Le 30 décembre, l'opérateur Engie Electrabel a obtenu un permis régional pour démolir les tours de refroidissement de Tihange 1 et 2. L'énergéticien français joint le geste à la parole, puisqu'il a déjà fait savoir qu'il n'était plus intéressé par la prolongation de la durée de vie de la centrale.

“Si le gouvernement veut encore maintenir les centrales nucléaires ouvertes, ce ne sera pas avec Engie”, peut-on lire dans le message. En outre, l'autorité de sécurité FANC a déjà confirmé que Tihange 1 ne répond pas aux nouvelles normes de sécurité.
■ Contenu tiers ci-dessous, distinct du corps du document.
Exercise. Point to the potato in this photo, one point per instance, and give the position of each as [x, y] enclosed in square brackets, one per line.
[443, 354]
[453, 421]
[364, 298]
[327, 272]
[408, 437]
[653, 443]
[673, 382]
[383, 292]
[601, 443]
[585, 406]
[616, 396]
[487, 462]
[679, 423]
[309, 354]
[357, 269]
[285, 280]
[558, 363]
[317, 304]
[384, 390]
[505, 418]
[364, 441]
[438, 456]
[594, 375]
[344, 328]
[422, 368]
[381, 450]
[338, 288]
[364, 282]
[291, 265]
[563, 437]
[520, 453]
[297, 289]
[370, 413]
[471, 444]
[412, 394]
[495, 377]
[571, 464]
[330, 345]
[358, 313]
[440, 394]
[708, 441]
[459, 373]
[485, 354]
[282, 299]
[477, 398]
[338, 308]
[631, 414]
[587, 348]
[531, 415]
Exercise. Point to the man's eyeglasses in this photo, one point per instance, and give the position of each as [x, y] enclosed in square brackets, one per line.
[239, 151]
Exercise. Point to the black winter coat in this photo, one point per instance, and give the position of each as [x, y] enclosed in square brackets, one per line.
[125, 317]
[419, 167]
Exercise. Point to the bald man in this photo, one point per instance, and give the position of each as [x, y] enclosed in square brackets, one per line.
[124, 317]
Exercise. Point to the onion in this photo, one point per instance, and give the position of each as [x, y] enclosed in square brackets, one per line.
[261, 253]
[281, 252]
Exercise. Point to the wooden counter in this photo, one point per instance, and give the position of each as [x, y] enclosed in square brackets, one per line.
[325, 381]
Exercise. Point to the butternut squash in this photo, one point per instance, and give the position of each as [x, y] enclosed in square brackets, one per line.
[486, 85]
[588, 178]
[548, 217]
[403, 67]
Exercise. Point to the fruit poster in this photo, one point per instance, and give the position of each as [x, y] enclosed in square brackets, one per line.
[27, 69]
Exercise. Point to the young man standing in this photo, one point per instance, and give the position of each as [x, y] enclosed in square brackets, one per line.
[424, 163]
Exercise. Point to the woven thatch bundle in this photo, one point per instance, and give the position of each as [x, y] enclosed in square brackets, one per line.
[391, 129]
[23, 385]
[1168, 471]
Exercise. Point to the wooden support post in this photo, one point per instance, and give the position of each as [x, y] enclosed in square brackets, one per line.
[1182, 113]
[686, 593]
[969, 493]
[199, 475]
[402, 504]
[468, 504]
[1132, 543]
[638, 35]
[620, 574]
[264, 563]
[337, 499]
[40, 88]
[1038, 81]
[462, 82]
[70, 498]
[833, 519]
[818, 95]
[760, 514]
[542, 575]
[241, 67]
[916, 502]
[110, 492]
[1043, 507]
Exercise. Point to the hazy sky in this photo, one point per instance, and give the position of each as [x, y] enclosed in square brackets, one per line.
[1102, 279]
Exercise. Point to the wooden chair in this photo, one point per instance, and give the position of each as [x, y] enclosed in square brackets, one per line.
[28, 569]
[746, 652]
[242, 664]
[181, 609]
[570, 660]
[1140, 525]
De plus, le réseau à haute tension autour de Liège ne sera plus équipé pour cette centrale avant 2031-2032.

“Les investissements nécessaires à la mise aux normes de la centrale nucléaire seraient si importants qu'il serait financièrement et techniquement difficile de prolonger sa durée de vie”, a déclaré M. Smeets à De Tijd. “Il n'y a pas de cadre juridique pour cela. Aucune étude n'a été réalisée. Nous poursuivrons donc le plan tel qu'il a été envisagé.”

Bien que la ville de Huy puisse encore faire obstacle, selon le journal La Dernière Heure, la ville, à majorité MR, envisage de faire appel contre la destruction des deux tours de 158,5 mètres de haut sur le site de Tihange.

La ville de Huy avait déjà émis un avis négatif aux fonctionnaires délégués et techniques sur la demande d'Engie de démolir les tours de refroidissement de son site nucléaire de Tihange. L'argument principal était que ces démolitions seraient irréversibles pour l'avenir énergétique, industriel et économique de la centrale, de la ville de Huy et de l'ensemble du bassin de la Meuse.

L'approvisionnement en électricité est menacé ?

Avec Doel 1 et Tihange 3, la Belgique dispose d'environ 2 GW d'énergie nucléaire, ce qui est bien inférieur à l'objectif d'environ 4 GW fixé par le gouvernement belge.

Toutefois, dans ses études d'adéquation et de flexibilité, Elia affirme que l'approvisionnement en électricité de la Belgique est assuré avec 2 GW d'énergie nucléaire, à condition que la capacité restante puisse être complétée par des centrales au gaz CRM, des importations, des énergies renouvelables, des parcs de batteries et, éventuellement, une nouvelle technologie nucléaire (SMR).

Dans le même temps, elle avertit également dans de récentes études à long terme que la Belgique risque une pénurie de plus de 6GW à partir de 2035 si aucun nouvel investissement n'est réalisé, précisément en raison d'une augmentation explosive de la demande d'électricité due à l'électrification de l'industrie, des transports (EV) et, surtout, à la croissance des centres de données.

Une nouvelle étude du bureau d'ingénieurs Tractebel montre également que, même dans le scénario le plus optimiste, la construction de nouvelles grandes centrales nucléaires en Belgique ne sera pas achevée avant la fin de 2039 au plus tôt.